Estrada confident after election path cleared

January 21, 2010, 2:23pm

MANILA, January 20, 2010 (AFP) - Deposed Philippine leader Joseph Estrada declared Wednesday he was confident of reclaiming the presidency, after the election commission ruled he could run again in this May's polls.

The Commission on Elections (Comelec) rejected a challenge from a group of lawyers that Estrada should be banned due to a constitutional requirement that says presidents cannot seek re-election after serving their six-year term.

However the case on Estrada was not so clear cut, as he served only three years in office before being deposed in 2001 due to massive corruption during his reign.

"In the end, it is the Filipino people who would act as the final arbiter on whether they would have Estrada sit again as president.

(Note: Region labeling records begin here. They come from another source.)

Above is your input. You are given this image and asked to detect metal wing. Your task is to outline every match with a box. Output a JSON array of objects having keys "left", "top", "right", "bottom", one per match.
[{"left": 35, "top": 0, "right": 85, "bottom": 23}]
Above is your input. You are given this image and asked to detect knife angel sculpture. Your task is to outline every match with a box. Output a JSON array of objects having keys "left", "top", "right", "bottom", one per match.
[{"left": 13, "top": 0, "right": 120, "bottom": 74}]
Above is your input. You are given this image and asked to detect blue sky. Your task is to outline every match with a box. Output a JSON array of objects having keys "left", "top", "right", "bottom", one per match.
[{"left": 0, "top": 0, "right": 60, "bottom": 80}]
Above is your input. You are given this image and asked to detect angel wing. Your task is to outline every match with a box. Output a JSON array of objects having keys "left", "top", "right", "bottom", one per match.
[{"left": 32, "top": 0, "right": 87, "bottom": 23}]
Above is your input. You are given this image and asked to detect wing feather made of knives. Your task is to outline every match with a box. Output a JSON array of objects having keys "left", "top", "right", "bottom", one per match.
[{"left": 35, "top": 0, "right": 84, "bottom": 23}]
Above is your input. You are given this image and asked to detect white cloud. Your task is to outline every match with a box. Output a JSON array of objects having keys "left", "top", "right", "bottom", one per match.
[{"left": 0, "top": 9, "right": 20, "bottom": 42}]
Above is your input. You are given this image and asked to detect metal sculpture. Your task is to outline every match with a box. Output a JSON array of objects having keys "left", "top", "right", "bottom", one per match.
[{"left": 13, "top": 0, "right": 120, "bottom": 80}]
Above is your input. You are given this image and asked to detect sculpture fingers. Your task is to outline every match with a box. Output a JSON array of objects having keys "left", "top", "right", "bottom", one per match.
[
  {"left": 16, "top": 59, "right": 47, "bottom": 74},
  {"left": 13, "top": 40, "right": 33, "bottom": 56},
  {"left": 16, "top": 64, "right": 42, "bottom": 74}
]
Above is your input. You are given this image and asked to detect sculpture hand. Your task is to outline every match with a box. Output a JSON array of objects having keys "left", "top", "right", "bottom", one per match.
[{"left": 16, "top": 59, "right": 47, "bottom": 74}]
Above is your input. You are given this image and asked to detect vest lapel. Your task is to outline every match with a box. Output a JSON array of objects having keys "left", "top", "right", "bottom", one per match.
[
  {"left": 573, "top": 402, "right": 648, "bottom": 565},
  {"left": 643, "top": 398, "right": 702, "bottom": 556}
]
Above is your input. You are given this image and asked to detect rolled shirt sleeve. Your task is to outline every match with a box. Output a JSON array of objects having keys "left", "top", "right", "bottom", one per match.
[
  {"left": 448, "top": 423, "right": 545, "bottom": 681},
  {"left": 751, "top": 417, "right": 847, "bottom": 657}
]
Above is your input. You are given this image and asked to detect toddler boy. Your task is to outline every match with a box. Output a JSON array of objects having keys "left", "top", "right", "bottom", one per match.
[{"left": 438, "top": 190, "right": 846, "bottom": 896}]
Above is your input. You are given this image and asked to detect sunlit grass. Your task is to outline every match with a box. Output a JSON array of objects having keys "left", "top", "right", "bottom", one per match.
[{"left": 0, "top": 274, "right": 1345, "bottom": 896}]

It is the electorate’s choice of who their president should be," the Comelec committee ruled.

Comelec committee head Nicodemo Ferrer ruled the constitutional ban did not apply to Estrada, saying this pertains "to an incumbent president and not to someone already previously elected".

However signalling the legal battle may not be over, lawyer Evilio Pormento said he would appeal the ruling to the entire Comelec body.

Comelec chairman Jose Melo can still either uphold or reverse Wednesday's ruling.

Nevertheless, Estrada said Comelec's decision on Wednesday was a major victory.

"Now it's settled. Sovereignty emanates from the people and it will be the people who will decide who will be the next president," Estrada told reporters.

"I’m very confident like in '98," he said, referring to the 1998 presidential election, which he won by a landslide.

The former movie star, now 72, is polling in third place behind Senators Benigno Aquino and Manuel Villar.